Everything works in this production’s favour, which, of course, isn’t a coincidence.  Each individual member of the cast is excellent and work beautifully as an ensemble, the set by Tim Hatley is spot on, the direction perfect and the intimacy of The Menier Chocolate Factory a massive plus.

Tom Stoppard’s plays begin by bewildering the audience and Travesties is an excellent example.  In fact one is perplexed about many aspects of the plot right up until the end.   But because of the playwright’s intellect and beautiful use of language this is not a problem.  The play begins with a short prologue, when the main character, Henry Carr, is an old man. It then goes back to World War One when he first lived in Zurich.  In town at various times during this period are Lenin, James Joyce and the Dada-ist Tristan Tzara and the play proceeds to tie in all four men.  The character of Henry Carr is also based on a real person, although his recollections of his dealings with his more famous contemparies have altered somewhat in the intervening years.  One constant, however, is the fact that Carr was involved in James Joyce’s amateur production of The Importance of Being Ernest, by playing the part of Algernon.  Also true is the fact that Carr subsequently sued Joyce for the cost of a pair of trousers! Thus the play moves in and out of the dialogue and action of Wilde’s famous work and combines pastiche, political history, artistic argument, time shifts and, most importantly, reminiscences.
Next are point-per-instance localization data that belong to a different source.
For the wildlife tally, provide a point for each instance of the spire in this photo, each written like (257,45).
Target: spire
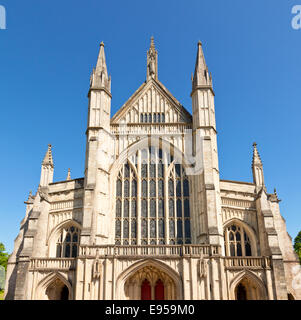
(201,74)
(257,168)
(47,168)
(68,175)
(256,157)
(99,78)
(48,157)
(152,62)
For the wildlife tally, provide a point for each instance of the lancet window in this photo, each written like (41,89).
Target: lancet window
(152,200)
(237,241)
(67,243)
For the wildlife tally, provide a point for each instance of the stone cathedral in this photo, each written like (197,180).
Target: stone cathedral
(151,219)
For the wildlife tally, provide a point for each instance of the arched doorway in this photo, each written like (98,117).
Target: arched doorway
(146,290)
(150,283)
(241,292)
(247,289)
(159,290)
(57,290)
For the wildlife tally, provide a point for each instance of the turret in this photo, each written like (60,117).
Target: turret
(257,169)
(47,168)
(152,62)
(100,94)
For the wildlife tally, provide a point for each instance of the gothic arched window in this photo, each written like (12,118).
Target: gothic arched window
(67,243)
(155,203)
(126,206)
(237,241)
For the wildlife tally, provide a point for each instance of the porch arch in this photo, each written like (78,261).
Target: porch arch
(52,287)
(253,286)
(169,276)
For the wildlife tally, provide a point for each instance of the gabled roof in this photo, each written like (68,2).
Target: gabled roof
(162,90)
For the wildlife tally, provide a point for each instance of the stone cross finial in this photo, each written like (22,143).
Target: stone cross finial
(68,175)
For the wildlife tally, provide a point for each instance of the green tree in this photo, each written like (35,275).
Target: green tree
(297,245)
(3,256)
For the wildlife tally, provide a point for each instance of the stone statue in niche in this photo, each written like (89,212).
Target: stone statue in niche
(152,65)
(203,268)
(97,268)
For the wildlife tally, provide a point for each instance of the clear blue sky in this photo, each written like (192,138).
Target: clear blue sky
(50,47)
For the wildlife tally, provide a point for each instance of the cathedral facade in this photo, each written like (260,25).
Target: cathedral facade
(151,219)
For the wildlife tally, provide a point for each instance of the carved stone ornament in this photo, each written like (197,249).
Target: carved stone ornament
(203,268)
(97,268)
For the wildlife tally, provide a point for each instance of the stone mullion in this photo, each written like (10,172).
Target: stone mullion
(166,200)
(227,249)
(175,204)
(243,248)
(157,197)
(138,204)
(130,204)
(122,206)
(182,206)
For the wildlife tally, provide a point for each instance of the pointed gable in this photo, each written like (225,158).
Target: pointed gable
(152,102)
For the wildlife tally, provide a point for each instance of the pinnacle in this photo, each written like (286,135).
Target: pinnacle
(48,160)
(68,175)
(256,156)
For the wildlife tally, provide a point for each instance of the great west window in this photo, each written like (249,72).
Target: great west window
(152,200)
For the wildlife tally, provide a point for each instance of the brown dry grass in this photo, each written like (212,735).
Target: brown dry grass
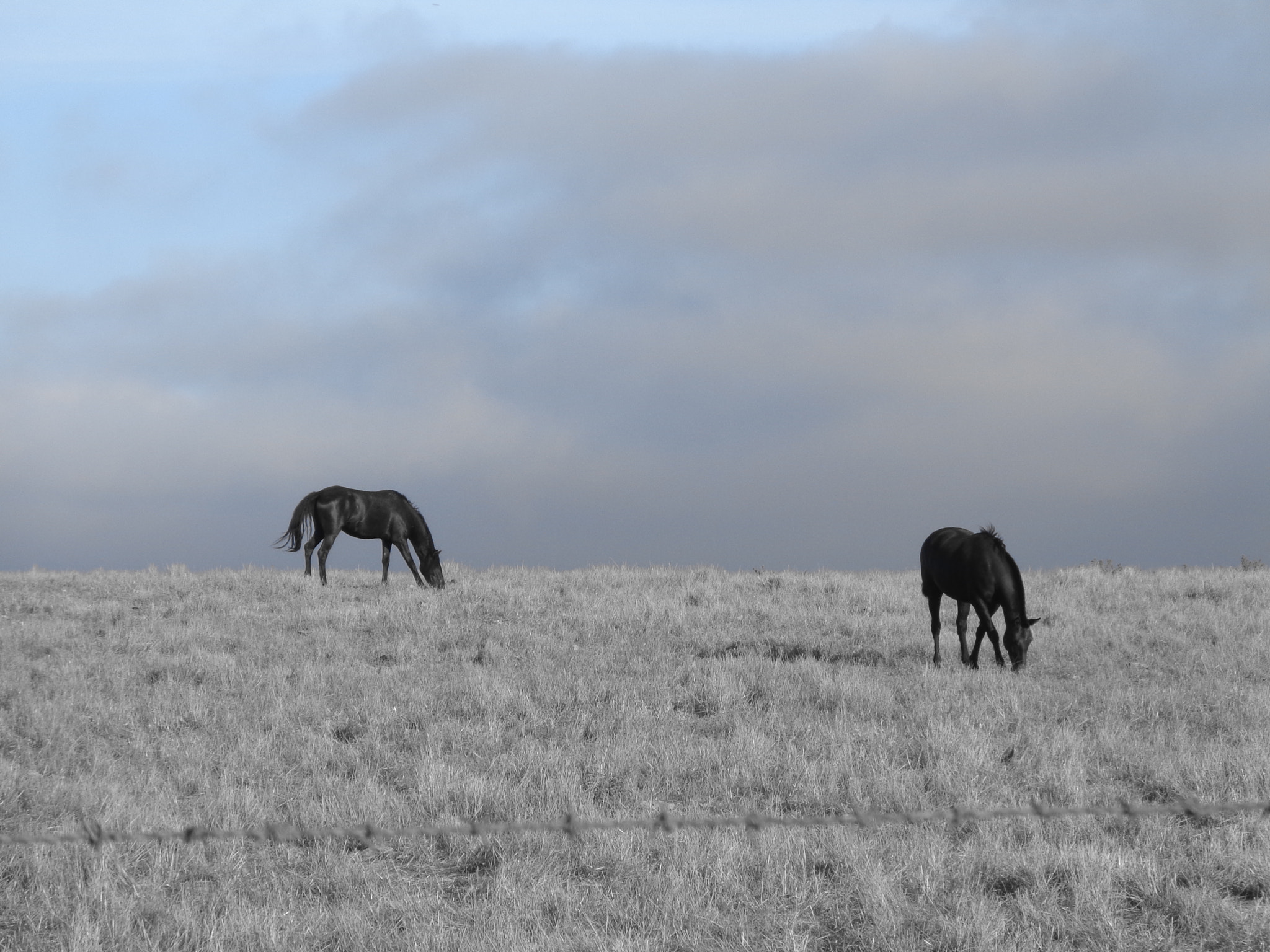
(156,700)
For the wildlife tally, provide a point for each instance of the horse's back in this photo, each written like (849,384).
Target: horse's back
(964,565)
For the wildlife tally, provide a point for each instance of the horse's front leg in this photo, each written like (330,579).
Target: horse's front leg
(986,627)
(963,611)
(414,570)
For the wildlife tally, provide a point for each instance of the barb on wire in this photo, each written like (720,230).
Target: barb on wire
(571,824)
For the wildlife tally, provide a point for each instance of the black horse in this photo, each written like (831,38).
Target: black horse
(386,516)
(974,569)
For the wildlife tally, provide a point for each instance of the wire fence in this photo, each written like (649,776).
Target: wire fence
(664,822)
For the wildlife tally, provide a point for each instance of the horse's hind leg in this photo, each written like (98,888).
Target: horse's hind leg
(934,602)
(309,549)
(963,611)
(322,555)
(406,553)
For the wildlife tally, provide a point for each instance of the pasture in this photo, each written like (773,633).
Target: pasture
(231,699)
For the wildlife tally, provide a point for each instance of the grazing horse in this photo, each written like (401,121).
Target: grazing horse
(974,569)
(386,516)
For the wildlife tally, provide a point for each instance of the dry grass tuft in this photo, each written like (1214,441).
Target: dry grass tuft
(159,700)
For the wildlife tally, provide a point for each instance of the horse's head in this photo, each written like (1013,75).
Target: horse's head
(430,564)
(1018,640)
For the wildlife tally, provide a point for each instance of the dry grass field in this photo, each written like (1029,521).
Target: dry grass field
(230,699)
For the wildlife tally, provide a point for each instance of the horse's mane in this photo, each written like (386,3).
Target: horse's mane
(424,523)
(991,532)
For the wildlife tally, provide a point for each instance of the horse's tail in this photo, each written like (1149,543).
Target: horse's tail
(295,534)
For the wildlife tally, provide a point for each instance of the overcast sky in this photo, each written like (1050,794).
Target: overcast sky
(730,282)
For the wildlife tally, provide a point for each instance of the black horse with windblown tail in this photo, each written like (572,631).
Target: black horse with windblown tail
(975,570)
(386,516)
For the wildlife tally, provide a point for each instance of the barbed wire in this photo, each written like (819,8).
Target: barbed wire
(665,822)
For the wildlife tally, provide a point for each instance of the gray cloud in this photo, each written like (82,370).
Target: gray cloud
(785,310)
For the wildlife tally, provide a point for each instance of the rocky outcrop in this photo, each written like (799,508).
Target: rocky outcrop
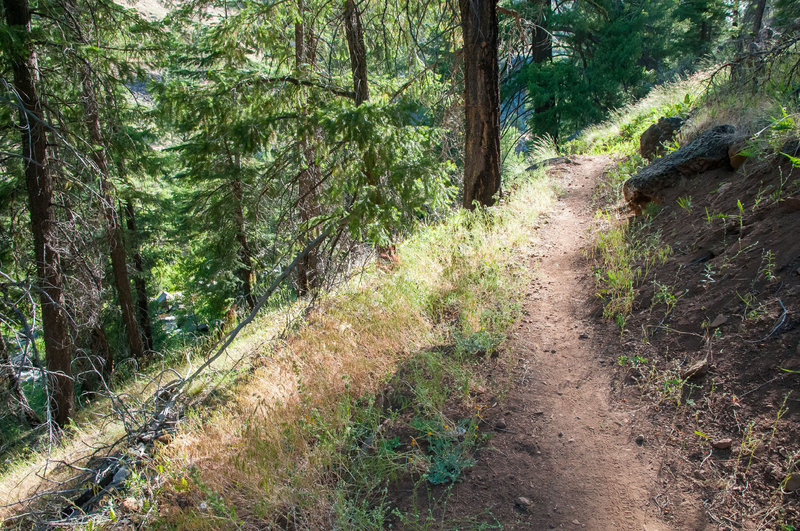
(651,143)
(706,152)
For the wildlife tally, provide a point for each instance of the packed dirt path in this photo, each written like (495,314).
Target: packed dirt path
(562,440)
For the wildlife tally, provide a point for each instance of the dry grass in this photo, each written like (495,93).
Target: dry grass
(264,443)
(270,448)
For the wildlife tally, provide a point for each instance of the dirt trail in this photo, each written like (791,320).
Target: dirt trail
(562,441)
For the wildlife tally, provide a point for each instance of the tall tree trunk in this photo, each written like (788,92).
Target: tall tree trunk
(358,64)
(119,263)
(25,412)
(542,40)
(139,279)
(358,52)
(245,271)
(481,102)
(542,52)
(308,277)
(98,344)
(758,18)
(38,181)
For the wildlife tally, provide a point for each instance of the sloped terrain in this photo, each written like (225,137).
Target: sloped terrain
(711,349)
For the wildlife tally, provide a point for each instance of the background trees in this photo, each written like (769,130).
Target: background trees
(196,155)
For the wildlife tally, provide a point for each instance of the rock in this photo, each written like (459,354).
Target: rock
(791,204)
(651,143)
(698,368)
(523,503)
(793,483)
(722,444)
(718,321)
(706,152)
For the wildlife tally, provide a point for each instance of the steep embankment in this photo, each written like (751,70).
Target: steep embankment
(564,453)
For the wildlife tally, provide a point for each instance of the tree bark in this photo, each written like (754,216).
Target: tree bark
(245,271)
(542,41)
(481,102)
(139,279)
(25,412)
(357,49)
(308,278)
(98,342)
(758,18)
(119,263)
(39,185)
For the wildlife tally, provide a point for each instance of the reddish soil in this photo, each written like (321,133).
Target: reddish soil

Stoppard’s genius with language is there for all to see in this rarely performed play.  An entire scene is enacted in limerick form, various exchanges take place in Russian, there is farce and nonsense aplenty and yet there is also emotional substance. No wonder that this extraordinary knight is revered.

Patrick Marber ensures that the pace never slackens, whilst the skill of each and every cast member makes certain that the audience, although possibly finding it difficult  to keep up at times, are always up for doing so.
Words cannot do full justice to everyone involved.  Whether Tom Hollander is Carr in his totteringly old age or as the dapper younger man, he is hilarious in delivery and physicality.  But this most likeable of actors is no one trick pony, switching to a palpable sadness when the mood of the play changes, albeit fleetingly.   Freddie Fox also shines as the flamboyantly, arrogant Tzara, whilst Peter McDonald’s Joyce is alternately moving and comic.

Clare Foster’s, Cecily and Amy Morgan’s Gwendolen (yes another allusion to Wilde) are brilliant, especially when they have a squabble a la tea party scene in “Ernest” which is sung as a “Mr. Gallagher and Mr. Shean” duet.

I think what I’m trying to say is that Travesties is an absolute delight.  It would be a travesty to miss it.